(177n) Self-Healing Poly(?-methyl-?-caprolactone) Elastomer with Crosslinking through Hydrogen Bonding

Self-healing materials are widely recognized materials for a sustainable society to realize the reduction of waste and the extension of the lifetime of the products. For self-healing elastomers, made by e.g. silicone or polyurethane, the self-healing mechanism relies on the interdiffusion of the polymer chains as well as the reorganization of reversible bonding in the polymers when damaged especially at the interface. The intrinsic self-healing ability may also lead to the reproducibility of the materials. Most of such self-healing polymers that have been recently developed, however, are regarded as unsustainable due to their feedstock composed of petroleum-based polymers. Therefore, renewable and eco-friendly biomass materials have recently gained a lot of attention to deal with the shortage of fossil resources and thereby solving the deterioration of the environment.

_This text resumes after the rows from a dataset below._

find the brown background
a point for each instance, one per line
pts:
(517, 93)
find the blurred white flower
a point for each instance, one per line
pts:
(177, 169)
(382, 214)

Poly(γ-methyl-ε-caprolactone) (PMCL) was used and investigated in this work, synthesized from p-cresol, which was a component of bio-oils produced by depolymerization of lignin. Lignin has been viewed as an enticing starting material owing to its abundant supply as a byproduct obtained through common industrial processes such as paper-pulp refining and lignocellulose-ethanol processing.

PMCL is in a liquid state at room temperature as its glass transition temperature is T_g = -62ºC and its amorphous structures can derive from the random coexistence of enantiomeric monomers in its molecular chains. In addition, its low entanglement molar mass is suitable for the development of tough elastomers.

In this work, we have developed a self-healing elastomer by polyurethanization of PMCL with crosslinkings through hydrogen bonding formed by urethane groups. We discussed the relationship between the self-healing ability and the viscoelastic property of polyurethanized PMCL (PU/MCL) by varying the concentration of urethane groups with the control of the molecular weight of PMCL prepolymers.

The bulk polymerization of γ-methyl-ε-caprolactone (MCL) using 1,4-benzenedimethanol (BDM), a difunctional initiator, and Sn(Oct)₂, a traditional catalyst for ring-opening transesterification polymerization, produced an α,ω-hydroxy telechelic polymer. The molecular weight of PMCL was changed and controlled to become 2k, 3k, 5k, 8k, and 10k, by adjusting the ratio of monomers to initiators. The polyurethanization of the synthesized telechelic polymers with hexamethylene diisocyanate (HDI) was carried out to obtain PMCL-based polyurethanes (PU/MCL). Each PU/MCL was named 2U and 3U, depending on the molecular weight of the PMCL prepolymers.

The concentration of the urethane groups was studied using FTIR. The peak of the N-H stretching vibrations was observed from 3385 to 3450 cm^-1. The peak area increased with the decrease in the molecular weight of PMCL prepolymers, suggesting that the concentration of the urethane groups could be controlled by changing the molecular weight of the PMCL prepolymers.

For the self-healing analysis, film specimens were cut in half using a razor blade. The cut specimens were then put in contact immediately again, and subsequently left at room temperature for 24 h. The tensile testing was conducted for the self-healed PU/MCL films, and the self-healing rate, defined as the ratio of the tensile strengths of the healed film and the original film, was calculated and analyzed. It was found that all PU/MCLs presented self-healing ability, and that especially 2U, 3U, and 10U reached 100% or more in the self-healing rate. It was also found that the self-healing rate increased with the decrease in the molecular weight of PU/MCLs.

The master curves through G’ and G’’ were constructed, revealing the longest relaxation time and M_p, the molecular weight between physical crosslinking points caused by the entanglement of polymer chains and hydrogen-bonding points. It was found that PU/MCLs with a high concentration of urethane groups exhibited smaller M_p as compared with pure PMCL. Also, the longest relaxation time was negatively correlated with the self-healing rate: as the relaxation time decreased, the self-healing with the interdiffusion of the polymer chains increased.